How to confirm it’s fixed

  • Screaming Frog Hreflang tab is clean after Crawl Analysis: no Missing Confirmation Links, Missing Self Reference, Incorrect Language & Region Codes, or Non-200 Hreflang URLs.
  • A manual curl of any two paired pages shows identical, reciprocal hreflang sets (same codes both directions, each page self-referencing, plus x-default).
  • The TechnicalSEO or Aleyda Solis validator reports no errors for a sampled pair.
  • In URL Inspection, the crawled HTML of a live page contains your hreflang <link> tags.

FAQ

Where is the International Targeting report in Search Console now? Gone. Google deprecated it on September 22, 2022 and removed it from Search Console. Hreflang errors are no longer reported anywhere in the Search Console UI, so use a crawler (Screaming Frog, Sitebulb, Ahrefs, Semrush) to find them.

Does Google still support hreflang at all? Yes. Google explicitly said it “continues to support hreflang” and that its multilingual/multiregional recommendations still stand. Only the reporting and the separate country-targeting setting were removed — the annotations themselves still work and still influence which language version ranks for a given user.

Is hreflang="zh" an error, or do I need zh-CN? Plain zh is valid; Google accepts ISO 639-1 codes on their own. Region codes are optional. If you serve both Simplified and Traditional, use the script subtags zh-Hans and zh-Hant to disambiguate — that is clearer than a country code like zh-CN.

Do I really need a self-referencing hreflang tag? Yes. Google’s docs state each language version must list itself as well as all other versions. Generating the full set from one map (Step 1) gives you the self-reference automatically.

My hreflang is correct but the wrong language still ranks. Why? Hreflang is a clustering and swap hint, not a ranking override. Google can still pick a different URL if the reciprocity is broken (any asymmetry voids the whole set), if your canonical contradicts the hreflang self-link, or while it re-crawls after a change. Fix reciprocity and canonicals first, then allow a couple of weeks.

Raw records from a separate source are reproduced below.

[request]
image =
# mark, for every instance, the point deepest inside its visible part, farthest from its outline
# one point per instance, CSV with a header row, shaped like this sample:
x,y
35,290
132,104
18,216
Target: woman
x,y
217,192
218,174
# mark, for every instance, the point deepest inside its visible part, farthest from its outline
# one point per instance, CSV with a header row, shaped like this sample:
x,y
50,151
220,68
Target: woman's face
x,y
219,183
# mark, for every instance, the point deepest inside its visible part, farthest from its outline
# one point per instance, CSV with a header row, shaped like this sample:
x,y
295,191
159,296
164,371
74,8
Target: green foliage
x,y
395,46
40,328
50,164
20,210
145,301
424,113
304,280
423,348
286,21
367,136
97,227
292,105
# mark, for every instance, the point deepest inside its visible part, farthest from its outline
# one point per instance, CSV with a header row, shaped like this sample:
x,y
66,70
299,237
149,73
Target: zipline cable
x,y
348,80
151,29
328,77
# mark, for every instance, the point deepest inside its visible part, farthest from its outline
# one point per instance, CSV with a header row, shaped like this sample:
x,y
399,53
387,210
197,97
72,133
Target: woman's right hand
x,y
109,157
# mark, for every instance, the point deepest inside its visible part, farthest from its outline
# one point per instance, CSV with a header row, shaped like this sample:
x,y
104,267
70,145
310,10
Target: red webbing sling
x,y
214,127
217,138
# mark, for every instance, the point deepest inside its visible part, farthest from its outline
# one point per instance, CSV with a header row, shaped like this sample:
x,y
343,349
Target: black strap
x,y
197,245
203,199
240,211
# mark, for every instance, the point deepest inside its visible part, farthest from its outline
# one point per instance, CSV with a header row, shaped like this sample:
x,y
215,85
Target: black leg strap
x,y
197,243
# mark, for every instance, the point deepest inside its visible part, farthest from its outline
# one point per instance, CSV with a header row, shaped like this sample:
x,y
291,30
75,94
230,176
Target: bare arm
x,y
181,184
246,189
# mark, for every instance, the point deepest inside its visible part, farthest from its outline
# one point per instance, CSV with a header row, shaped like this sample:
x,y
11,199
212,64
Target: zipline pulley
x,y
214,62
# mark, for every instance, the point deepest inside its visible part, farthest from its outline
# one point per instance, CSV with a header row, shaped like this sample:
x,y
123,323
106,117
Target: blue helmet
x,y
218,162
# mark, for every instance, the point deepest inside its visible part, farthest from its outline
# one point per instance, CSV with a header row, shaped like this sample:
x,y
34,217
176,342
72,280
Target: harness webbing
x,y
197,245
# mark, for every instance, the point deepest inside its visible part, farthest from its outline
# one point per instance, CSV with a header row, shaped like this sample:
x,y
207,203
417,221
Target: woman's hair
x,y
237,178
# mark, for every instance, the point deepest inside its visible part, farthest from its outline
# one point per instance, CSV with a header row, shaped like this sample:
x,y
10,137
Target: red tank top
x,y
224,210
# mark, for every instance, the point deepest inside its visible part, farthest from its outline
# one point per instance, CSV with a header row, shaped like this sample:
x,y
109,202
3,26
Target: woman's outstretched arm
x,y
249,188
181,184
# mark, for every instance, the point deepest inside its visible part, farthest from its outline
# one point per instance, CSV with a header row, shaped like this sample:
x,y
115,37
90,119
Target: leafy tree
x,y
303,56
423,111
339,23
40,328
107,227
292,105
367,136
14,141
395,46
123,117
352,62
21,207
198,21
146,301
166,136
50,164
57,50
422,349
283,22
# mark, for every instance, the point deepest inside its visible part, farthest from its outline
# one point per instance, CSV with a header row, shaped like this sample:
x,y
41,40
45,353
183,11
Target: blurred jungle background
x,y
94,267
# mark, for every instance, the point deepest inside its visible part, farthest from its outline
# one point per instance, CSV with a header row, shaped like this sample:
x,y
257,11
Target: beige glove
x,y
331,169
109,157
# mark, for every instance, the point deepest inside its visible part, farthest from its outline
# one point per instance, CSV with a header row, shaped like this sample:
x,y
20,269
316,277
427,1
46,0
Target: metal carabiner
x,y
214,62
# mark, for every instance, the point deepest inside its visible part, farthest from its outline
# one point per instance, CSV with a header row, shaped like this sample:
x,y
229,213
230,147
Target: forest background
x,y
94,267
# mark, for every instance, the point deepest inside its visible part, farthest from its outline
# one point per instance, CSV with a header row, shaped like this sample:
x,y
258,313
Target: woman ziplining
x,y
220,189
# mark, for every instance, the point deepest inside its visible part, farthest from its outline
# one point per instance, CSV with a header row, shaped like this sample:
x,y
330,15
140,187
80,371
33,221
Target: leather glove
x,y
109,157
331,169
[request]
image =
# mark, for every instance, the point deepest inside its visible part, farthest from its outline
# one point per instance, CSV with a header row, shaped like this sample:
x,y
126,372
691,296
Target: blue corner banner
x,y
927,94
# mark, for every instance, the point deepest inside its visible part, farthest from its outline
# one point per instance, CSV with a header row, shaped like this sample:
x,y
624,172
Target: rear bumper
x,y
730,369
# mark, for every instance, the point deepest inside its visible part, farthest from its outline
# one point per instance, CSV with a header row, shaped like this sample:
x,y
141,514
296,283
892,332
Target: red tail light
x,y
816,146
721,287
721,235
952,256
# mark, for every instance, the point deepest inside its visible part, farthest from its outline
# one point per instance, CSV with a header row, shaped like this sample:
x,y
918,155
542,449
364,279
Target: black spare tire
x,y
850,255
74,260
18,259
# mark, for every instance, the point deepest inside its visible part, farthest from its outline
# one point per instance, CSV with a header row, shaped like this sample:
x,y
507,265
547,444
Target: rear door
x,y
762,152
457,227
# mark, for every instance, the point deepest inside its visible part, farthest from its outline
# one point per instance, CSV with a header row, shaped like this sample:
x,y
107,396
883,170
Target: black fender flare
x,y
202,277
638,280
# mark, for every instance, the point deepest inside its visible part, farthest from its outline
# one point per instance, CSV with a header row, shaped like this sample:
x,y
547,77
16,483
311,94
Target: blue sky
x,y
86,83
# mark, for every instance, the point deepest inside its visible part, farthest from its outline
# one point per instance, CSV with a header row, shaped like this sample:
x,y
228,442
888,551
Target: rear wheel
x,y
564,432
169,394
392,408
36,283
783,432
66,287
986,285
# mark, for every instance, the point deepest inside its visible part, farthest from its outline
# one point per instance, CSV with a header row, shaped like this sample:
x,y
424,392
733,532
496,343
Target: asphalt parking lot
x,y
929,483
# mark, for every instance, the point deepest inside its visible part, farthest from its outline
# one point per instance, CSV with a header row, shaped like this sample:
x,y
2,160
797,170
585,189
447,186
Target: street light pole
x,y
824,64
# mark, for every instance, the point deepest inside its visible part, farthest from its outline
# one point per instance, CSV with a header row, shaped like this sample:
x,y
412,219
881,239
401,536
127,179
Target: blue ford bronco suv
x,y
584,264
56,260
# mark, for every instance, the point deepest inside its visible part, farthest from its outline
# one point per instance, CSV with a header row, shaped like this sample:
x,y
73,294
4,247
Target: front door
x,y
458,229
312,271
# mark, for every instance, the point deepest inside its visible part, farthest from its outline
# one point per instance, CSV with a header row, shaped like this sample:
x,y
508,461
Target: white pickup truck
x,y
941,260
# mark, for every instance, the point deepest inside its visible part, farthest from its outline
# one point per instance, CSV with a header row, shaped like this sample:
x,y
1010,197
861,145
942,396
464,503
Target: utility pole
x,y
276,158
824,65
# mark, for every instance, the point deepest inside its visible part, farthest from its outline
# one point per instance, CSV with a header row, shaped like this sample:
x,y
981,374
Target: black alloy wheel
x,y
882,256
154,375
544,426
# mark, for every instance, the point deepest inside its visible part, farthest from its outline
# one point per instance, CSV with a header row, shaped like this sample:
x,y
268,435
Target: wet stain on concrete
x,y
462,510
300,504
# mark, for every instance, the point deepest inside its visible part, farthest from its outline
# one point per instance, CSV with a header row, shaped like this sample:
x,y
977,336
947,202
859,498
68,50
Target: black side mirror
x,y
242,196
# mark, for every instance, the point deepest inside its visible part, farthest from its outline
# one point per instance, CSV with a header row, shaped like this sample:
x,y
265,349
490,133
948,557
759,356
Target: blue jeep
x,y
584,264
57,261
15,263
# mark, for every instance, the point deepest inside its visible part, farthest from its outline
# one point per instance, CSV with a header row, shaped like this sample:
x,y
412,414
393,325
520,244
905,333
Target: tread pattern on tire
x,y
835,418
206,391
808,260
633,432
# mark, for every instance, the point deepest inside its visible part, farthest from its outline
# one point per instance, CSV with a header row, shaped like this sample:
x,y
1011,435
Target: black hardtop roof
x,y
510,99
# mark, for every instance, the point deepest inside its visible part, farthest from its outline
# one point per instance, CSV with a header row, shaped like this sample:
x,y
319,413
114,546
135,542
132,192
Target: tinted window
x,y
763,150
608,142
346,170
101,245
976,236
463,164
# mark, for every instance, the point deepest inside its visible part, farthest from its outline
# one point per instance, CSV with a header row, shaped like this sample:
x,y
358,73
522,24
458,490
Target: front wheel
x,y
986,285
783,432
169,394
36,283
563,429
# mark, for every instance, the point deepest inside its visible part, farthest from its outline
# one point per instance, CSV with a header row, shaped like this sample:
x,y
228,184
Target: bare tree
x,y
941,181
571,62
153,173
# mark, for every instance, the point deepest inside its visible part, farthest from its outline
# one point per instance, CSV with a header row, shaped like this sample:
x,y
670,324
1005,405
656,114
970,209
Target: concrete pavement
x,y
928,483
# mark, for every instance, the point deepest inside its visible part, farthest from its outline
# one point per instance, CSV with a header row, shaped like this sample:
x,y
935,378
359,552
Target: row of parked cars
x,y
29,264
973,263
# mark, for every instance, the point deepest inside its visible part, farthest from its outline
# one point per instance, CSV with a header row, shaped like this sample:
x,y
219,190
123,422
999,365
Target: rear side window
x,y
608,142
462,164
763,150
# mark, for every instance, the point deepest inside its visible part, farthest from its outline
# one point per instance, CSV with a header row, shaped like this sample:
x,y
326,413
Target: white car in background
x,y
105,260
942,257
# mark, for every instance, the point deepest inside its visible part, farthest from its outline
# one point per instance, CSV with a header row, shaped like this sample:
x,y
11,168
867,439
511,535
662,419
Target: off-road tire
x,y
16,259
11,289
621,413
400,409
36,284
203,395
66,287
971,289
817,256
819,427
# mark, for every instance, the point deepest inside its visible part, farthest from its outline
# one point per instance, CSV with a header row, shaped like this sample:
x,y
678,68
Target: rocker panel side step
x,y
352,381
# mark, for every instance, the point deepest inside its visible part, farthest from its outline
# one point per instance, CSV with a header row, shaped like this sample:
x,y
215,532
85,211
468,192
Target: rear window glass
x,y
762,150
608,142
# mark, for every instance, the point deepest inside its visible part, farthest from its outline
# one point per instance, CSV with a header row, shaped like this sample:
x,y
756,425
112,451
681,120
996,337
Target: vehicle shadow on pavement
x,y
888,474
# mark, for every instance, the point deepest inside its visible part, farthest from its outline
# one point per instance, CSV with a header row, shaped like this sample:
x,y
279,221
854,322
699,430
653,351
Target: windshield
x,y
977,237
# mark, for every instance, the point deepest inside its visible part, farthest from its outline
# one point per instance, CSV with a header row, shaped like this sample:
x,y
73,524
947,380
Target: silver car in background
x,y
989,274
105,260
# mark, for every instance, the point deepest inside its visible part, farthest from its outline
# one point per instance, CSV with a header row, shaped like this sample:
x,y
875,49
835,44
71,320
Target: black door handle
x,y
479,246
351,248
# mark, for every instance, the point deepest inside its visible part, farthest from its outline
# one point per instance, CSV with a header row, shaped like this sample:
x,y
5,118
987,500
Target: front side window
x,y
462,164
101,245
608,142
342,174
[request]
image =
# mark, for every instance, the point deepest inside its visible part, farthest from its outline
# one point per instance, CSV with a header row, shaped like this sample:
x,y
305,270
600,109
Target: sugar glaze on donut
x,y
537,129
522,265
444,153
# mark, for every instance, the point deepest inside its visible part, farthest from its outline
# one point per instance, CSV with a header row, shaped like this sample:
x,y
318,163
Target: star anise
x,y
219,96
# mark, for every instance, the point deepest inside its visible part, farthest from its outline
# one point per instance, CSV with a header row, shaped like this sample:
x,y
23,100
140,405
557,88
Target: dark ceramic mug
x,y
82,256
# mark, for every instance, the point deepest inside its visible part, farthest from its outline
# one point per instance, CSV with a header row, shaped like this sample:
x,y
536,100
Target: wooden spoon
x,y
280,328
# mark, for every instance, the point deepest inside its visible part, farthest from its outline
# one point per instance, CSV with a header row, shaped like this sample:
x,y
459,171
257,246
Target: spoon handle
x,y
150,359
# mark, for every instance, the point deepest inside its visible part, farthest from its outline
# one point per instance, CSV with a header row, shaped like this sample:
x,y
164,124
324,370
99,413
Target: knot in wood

How long after fixing do I see results? There is no report to watch anymore, so confirm the markup with a crawler immediately. For Google to act on the change, expect a few days to ~2-3 weeks depending on crawl frequency and site size. Resubmitting the sitemap speeds re-discovery.

Prevention

  • Generate hreflang from a single translationKey source — never hand-write per page — and include the self-reference in the generated set.
  • Validate hreflang in CI: every URL returns 200, every code is valid (ISO 639-1 + ISO 3166-1 Alpha-2), every pair is symmetric, x-default is present on all pages in the set.
  • Pick one delivery mechanism (HTML link tags is most common) and don’t mix.
  • When adding a new locale, re-crawl existing pages to confirm they now emit hreflang for the new locale.
  • Schedule a periodic Screaming Frog or Ahrefs Site Audit crawl, since Search Console will not warn you when hreflang drifts.